USA Today publishes devastating op-ed: Trump Tower Moscow project was ‘an extraordinary conflict of interest that was concealed from voters'

It remains to be seen what special counsel Robert Mueller will reveal in his final report on the Russia investigation. But one “Trump/Moscow link,” USA Today asserts in a January 22 staff editorial, cannot be overlooked: Donald Trump pursued a Trump Tower Moscow project during the 2016 presidential election—which the publication denounces as “an extraordinary conflict of interest.”
“There’s one Trump/Moscow link where the emerging evidence is already as damning as it is disturbing: during much, if not all, of Trump’s campaign, he sought to enrich himself by pursuing a luxury hotel/condominium/office deal in Russia known as Trump Tower Moscow,” USA Today stresses. “And as a candidate, Trump repeatedly misled or lied to voters about his business with Russia.”
USA Today’s editorial notes that in July 2016, for example, Trump told reporters, “I have nothing to do with Russia.”
In November, Trump’s former personal attorney, Michael Cohen (who has been sentenced to three years in prison for crimes ranging from tax and bank fraud to campaign finance violations) admitted to lying to Congress in 2017 about the Trump Tower Moscow project. And USA Today points out that “court filings by Mueller in November make clear that negotiations led by Trump lawyer Michael Cohen continued through at least June 2016.”
The editorial observes that Trump had real estate goals for Moscow long before the 2016 election. In a 2007 deposition, Trump said, “We will be in Moscow at some point.”
USA Today concludes its editorial by emphasizing that even though it remains unclear when the Trump Tower Moscow deal fell apart, the fact that Trump’s company pursued it at all when he was running for president is troubling.
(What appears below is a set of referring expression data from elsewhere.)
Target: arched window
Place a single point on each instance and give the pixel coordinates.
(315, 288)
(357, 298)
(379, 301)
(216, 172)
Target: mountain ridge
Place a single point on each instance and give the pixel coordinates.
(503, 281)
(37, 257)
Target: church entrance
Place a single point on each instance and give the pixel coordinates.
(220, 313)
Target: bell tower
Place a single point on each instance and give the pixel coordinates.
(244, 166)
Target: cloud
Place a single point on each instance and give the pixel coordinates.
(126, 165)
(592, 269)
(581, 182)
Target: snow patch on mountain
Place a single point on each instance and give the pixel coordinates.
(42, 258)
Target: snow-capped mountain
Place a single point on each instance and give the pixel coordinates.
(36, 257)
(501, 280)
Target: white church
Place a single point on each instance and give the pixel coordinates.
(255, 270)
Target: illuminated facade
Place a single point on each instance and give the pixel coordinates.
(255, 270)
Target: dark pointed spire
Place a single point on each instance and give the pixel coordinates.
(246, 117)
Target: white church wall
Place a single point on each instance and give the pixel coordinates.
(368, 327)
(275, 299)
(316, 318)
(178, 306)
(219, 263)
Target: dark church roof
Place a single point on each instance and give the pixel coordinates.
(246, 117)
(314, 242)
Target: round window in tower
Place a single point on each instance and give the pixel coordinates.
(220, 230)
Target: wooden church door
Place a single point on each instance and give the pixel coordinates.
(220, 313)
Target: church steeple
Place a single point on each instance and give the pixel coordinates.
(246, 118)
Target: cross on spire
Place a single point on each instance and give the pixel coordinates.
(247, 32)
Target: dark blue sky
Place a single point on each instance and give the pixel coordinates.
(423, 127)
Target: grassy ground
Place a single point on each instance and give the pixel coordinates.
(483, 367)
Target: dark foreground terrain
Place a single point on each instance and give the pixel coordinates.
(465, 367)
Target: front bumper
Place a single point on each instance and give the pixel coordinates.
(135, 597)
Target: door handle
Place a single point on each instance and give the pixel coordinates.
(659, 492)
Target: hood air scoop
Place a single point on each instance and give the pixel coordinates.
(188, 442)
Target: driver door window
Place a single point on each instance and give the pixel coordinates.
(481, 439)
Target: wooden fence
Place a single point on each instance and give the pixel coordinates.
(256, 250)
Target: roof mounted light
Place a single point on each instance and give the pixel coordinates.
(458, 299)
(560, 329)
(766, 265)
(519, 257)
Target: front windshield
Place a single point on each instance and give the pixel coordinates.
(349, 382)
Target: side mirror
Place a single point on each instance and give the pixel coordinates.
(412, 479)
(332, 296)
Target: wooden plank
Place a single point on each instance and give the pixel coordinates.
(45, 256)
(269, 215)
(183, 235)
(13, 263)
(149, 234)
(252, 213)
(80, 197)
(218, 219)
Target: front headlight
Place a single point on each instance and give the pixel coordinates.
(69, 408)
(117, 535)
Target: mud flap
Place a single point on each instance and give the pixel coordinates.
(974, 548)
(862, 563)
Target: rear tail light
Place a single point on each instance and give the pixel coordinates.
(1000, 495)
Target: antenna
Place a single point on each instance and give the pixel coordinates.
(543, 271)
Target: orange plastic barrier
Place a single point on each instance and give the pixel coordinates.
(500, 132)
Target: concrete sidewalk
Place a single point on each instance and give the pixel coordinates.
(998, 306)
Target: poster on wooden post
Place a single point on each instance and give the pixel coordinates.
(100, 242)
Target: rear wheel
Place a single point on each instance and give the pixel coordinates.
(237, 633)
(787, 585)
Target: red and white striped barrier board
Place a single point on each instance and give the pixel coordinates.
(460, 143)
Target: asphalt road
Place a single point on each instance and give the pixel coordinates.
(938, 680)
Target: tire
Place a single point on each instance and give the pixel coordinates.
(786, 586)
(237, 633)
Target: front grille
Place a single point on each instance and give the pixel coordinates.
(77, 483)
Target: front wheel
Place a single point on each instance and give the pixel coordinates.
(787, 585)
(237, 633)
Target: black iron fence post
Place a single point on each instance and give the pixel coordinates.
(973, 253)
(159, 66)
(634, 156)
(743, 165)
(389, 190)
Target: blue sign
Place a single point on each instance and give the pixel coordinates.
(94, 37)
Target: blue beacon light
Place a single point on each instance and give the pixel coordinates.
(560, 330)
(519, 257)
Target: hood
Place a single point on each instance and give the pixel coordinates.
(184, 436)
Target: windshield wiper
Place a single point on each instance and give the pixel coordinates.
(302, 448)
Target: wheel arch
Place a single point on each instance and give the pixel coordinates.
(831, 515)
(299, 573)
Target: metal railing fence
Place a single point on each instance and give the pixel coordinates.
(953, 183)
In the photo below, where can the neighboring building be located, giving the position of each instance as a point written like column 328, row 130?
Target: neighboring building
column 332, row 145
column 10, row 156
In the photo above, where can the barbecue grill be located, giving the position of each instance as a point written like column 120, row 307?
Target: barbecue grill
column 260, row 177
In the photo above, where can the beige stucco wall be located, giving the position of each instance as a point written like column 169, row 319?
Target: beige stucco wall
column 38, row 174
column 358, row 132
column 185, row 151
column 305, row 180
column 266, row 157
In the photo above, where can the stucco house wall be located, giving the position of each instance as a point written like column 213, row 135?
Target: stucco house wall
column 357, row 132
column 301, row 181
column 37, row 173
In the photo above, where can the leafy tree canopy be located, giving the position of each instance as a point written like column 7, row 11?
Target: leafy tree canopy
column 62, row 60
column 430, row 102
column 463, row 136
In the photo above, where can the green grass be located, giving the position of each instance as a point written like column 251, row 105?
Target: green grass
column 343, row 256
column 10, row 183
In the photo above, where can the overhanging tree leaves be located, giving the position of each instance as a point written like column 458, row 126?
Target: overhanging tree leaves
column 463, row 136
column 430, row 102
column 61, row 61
“Exactly when the Trump Tower Moscow ‘opportunity’ collapsed remains murky…..But whether Trump was pursuing the arrangement until he clinched the Republican nomination, or right up until he was elected president, isn’t the main point,” USA Today asserts. “What matters is that a presidential candidate was secretly negotiating a major business deal with a major U.S. adversary—an extraordinary conflict of interest that was concealed from voters.”